Technology startup Ema, short for Enterprise Machine Assistant, said Tuesday that it has raised $25 million (Rs 207 crore) in funding from a host of investors and that it has emerged from stealth mode.
The startup, which focuses on using generative artificial intelligence (AI) on an enterprise level, said it raised Series A funding from venture capital firms Accel, Section 32, Prosus Ventures and Wipro Ventures.
Prior to that, in July 2023, the startup raised a seed funding round from Venture Highway, AME Cloud Ventures, Frontier Ventures, Maum Group and Firebolt Ventures.
The startup did not disclose the exact amount raised in each of the two rounds.
Founded in March 2023 by Surojit Chatterjee and Souvik Sen, Ema uses its patent-pending technology to boost productivity across every role in the enterprise by automating any complex workflow, standard or specialized.

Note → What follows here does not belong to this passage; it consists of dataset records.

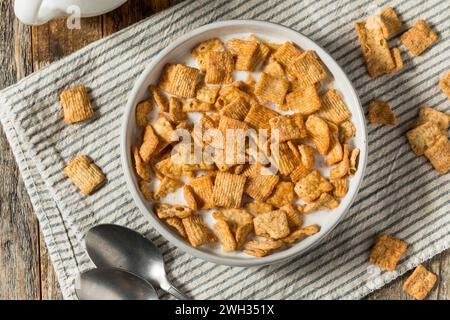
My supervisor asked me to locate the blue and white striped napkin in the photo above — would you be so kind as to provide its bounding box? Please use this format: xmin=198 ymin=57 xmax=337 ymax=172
xmin=0 ymin=0 xmax=450 ymax=299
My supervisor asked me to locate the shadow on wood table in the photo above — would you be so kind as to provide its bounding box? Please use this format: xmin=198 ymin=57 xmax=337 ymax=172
xmin=0 ymin=0 xmax=450 ymax=299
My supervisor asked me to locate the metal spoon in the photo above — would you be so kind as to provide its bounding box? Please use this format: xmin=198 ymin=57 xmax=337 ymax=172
xmin=75 ymin=268 xmax=158 ymax=300
xmin=85 ymin=224 xmax=189 ymax=300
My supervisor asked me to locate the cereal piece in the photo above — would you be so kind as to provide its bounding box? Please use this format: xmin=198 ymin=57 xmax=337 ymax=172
xmin=242 ymin=249 xmax=270 ymax=258
xmin=214 ymin=220 xmax=237 ymax=252
xmin=391 ymin=48 xmax=404 ymax=72
xmin=139 ymin=180 xmax=153 ymax=201
xmin=216 ymin=116 xmax=249 ymax=150
xmin=158 ymin=64 xmax=199 ymax=98
xmin=294 ymin=170 xmax=333 ymax=202
xmin=183 ymin=185 xmax=198 ymax=211
xmin=59 ymin=86 xmax=94 ymax=124
xmin=242 ymin=73 xmax=256 ymax=95
xmin=255 ymin=72 xmax=289 ymax=104
xmin=245 ymin=240 xmax=283 ymax=251
xmin=280 ymin=204 xmax=303 ymax=228
xmin=189 ymin=176 xmax=215 ymax=210
xmin=213 ymin=209 xmax=253 ymax=231
xmin=266 ymin=42 xmax=282 ymax=53
xmin=330 ymin=144 xmax=350 ymax=180
xmin=182 ymin=99 xmax=213 ymax=112
xmin=154 ymin=203 xmax=192 ymax=219
xmin=331 ymin=178 xmax=348 ymax=198
xmin=227 ymin=39 xmax=259 ymax=71
xmin=319 ymin=89 xmax=352 ymax=124
xmin=155 ymin=157 xmax=193 ymax=179
xmin=439 ymin=71 xmax=450 ymax=99
xmin=205 ymin=51 xmax=234 ymax=84
xmin=406 ymin=122 xmax=441 ymax=156
xmin=270 ymin=142 xmax=301 ymax=176
xmin=244 ymin=175 xmax=280 ymax=201
xmin=153 ymin=115 xmax=176 ymax=144
xmin=249 ymin=36 xmax=270 ymax=71
xmin=245 ymin=202 xmax=272 ymax=215
xmin=155 ymin=177 xmax=183 ymax=200
xmin=326 ymin=134 xmax=344 ymax=166
xmin=416 ymin=106 xmax=450 ymax=131
xmin=236 ymin=222 xmax=253 ymax=248
xmin=192 ymin=38 xmax=225 ymax=72
xmin=286 ymin=86 xmax=321 ymax=115
xmin=289 ymin=164 xmax=309 ymax=183
xmin=213 ymin=172 xmax=246 ymax=208
xmin=272 ymin=42 xmax=302 ymax=68
xmin=136 ymin=100 xmax=153 ymax=128
xmin=196 ymin=85 xmax=220 ymax=104
xmin=131 ymin=146 xmax=151 ymax=180
xmin=305 ymin=115 xmax=330 ymax=155
xmin=403 ymin=264 xmax=437 ymax=300
xmin=64 ymin=154 xmax=106 ymax=195
xmin=369 ymin=233 xmax=408 ymax=271
xmin=269 ymin=113 xmax=308 ymax=142
xmin=219 ymin=82 xmax=256 ymax=106
xmin=303 ymin=192 xmax=339 ymax=214
xmin=169 ymin=97 xmax=187 ymax=123
xmin=241 ymin=162 xmax=263 ymax=177
xmin=339 ymin=121 xmax=356 ymax=143
xmin=348 ymin=148 xmax=359 ymax=176
xmin=244 ymin=104 xmax=279 ymax=129
xmin=400 ymin=20 xmax=438 ymax=56
xmin=220 ymin=97 xmax=250 ymax=121
xmin=281 ymin=224 xmax=320 ymax=244
xmin=287 ymin=51 xmax=327 ymax=88
xmin=424 ymin=135 xmax=450 ymax=174
xmin=139 ymin=124 xmax=164 ymax=162
xmin=148 ymin=84 xmax=169 ymax=112
xmin=298 ymin=144 xmax=315 ymax=169
xmin=263 ymin=60 xmax=285 ymax=78
xmin=380 ymin=7 xmax=402 ymax=39
xmin=183 ymin=214 xmax=217 ymax=247
xmin=165 ymin=218 xmax=187 ymax=239
xmin=266 ymin=181 xmax=294 ymax=208
xmin=367 ymin=100 xmax=397 ymax=125
xmin=253 ymin=210 xmax=289 ymax=240
xmin=355 ymin=19 xmax=395 ymax=77
xmin=192 ymin=114 xmax=218 ymax=146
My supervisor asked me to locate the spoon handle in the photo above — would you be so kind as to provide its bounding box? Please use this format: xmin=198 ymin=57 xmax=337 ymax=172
xmin=166 ymin=284 xmax=191 ymax=300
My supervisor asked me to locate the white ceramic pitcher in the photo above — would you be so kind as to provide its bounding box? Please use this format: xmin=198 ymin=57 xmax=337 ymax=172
xmin=14 ymin=0 xmax=127 ymax=25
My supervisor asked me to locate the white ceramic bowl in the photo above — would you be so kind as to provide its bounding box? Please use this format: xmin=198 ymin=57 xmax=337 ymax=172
xmin=121 ymin=20 xmax=367 ymax=267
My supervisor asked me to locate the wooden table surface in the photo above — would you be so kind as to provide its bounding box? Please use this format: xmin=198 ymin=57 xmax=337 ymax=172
xmin=0 ymin=0 xmax=450 ymax=299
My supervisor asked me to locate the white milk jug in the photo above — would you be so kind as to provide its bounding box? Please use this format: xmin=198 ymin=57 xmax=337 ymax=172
xmin=14 ymin=0 xmax=127 ymax=25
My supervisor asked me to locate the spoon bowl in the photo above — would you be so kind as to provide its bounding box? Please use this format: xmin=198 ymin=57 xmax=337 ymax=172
xmin=75 ymin=268 xmax=158 ymax=300
xmin=85 ymin=224 xmax=188 ymax=300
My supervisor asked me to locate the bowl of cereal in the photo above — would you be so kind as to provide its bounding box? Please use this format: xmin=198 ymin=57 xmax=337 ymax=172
xmin=121 ymin=20 xmax=367 ymax=267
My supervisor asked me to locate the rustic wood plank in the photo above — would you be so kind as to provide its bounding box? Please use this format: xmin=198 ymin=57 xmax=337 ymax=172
xmin=103 ymin=0 xmax=171 ymax=36
xmin=0 ymin=0 xmax=40 ymax=300
xmin=32 ymin=17 xmax=102 ymax=71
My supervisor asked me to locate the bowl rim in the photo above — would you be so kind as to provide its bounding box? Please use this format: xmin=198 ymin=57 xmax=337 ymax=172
xmin=120 ymin=20 xmax=368 ymax=267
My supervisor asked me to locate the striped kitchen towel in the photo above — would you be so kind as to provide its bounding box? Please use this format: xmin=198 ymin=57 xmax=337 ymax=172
xmin=0 ymin=0 xmax=450 ymax=299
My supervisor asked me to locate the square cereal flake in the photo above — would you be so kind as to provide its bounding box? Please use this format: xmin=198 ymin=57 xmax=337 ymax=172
xmin=158 ymin=64 xmax=199 ymax=98
xmin=369 ymin=233 xmax=408 ymax=271
xmin=400 ymin=20 xmax=438 ymax=56
xmin=64 ymin=155 xmax=106 ymax=195
xmin=255 ymin=72 xmax=289 ymax=105
xmin=213 ymin=172 xmax=246 ymax=208
xmin=59 ymin=86 xmax=94 ymax=124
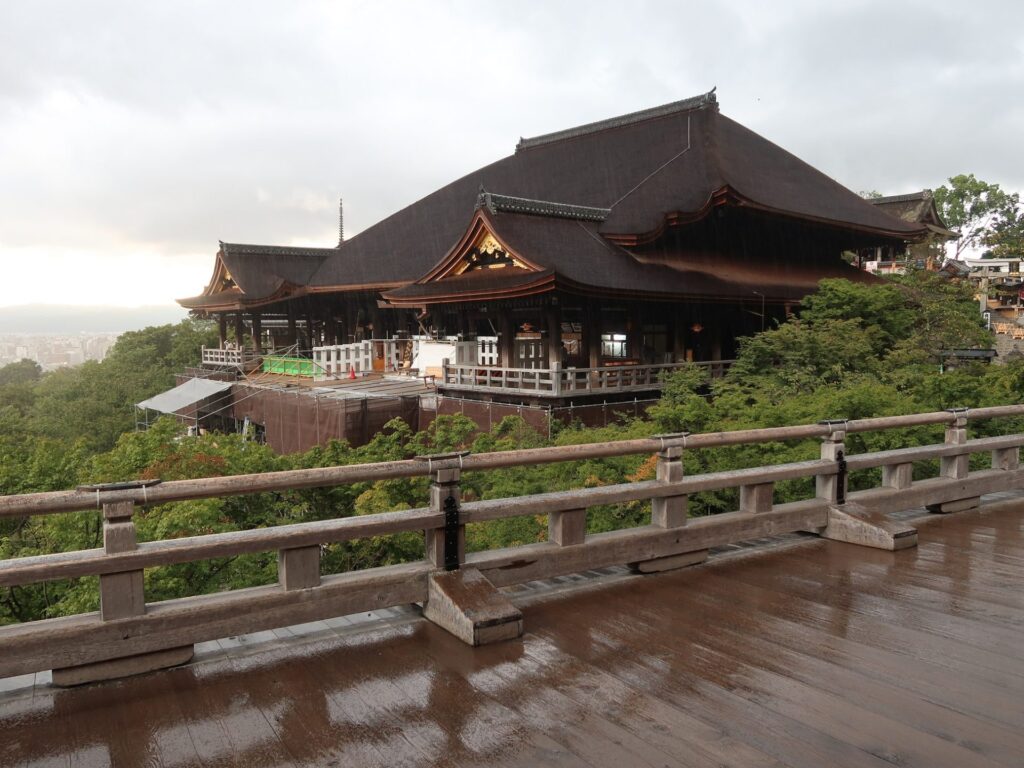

“Our mission is to transform enterprises and empower every employee to work faster with the help of simple-to-activate, accurate and trustworthy AI employees,” said Chatterjee, co-founder and chief executive officer, Ema.
Prior to founding the startup, Chatterjee was associated with Coinbase and played a key role in their initial public offering in 2021 as its Chief Product Officer. An alumnus of the MIT Sloan School of Management, he has also worked with Google as the vice president and head of product for Google Mobile Ads and Google Shopping.
Ema says its offering—the so-called Universal AI Employee—is designed to emulate the capabilities of a human employee. The AI system can engage in conversations, comprehend context, take continuous human feedback, reason, make informed decisions, and collaborate with human employees on complex projects. It performs a range of complex tasks across different domains, thus improving tech adoption and boosting productivity. It is built as one platform that integrates with multiple enterprise applications and reduces the hours typically needed for onboarding new technology.
“GenAI has the potential to unlock efficiency in enterprises, which CXOs globally have very well recognised. To enable it at scale will require collaboration between human and AI employees,” said Subrata Mitra, partner, Accel.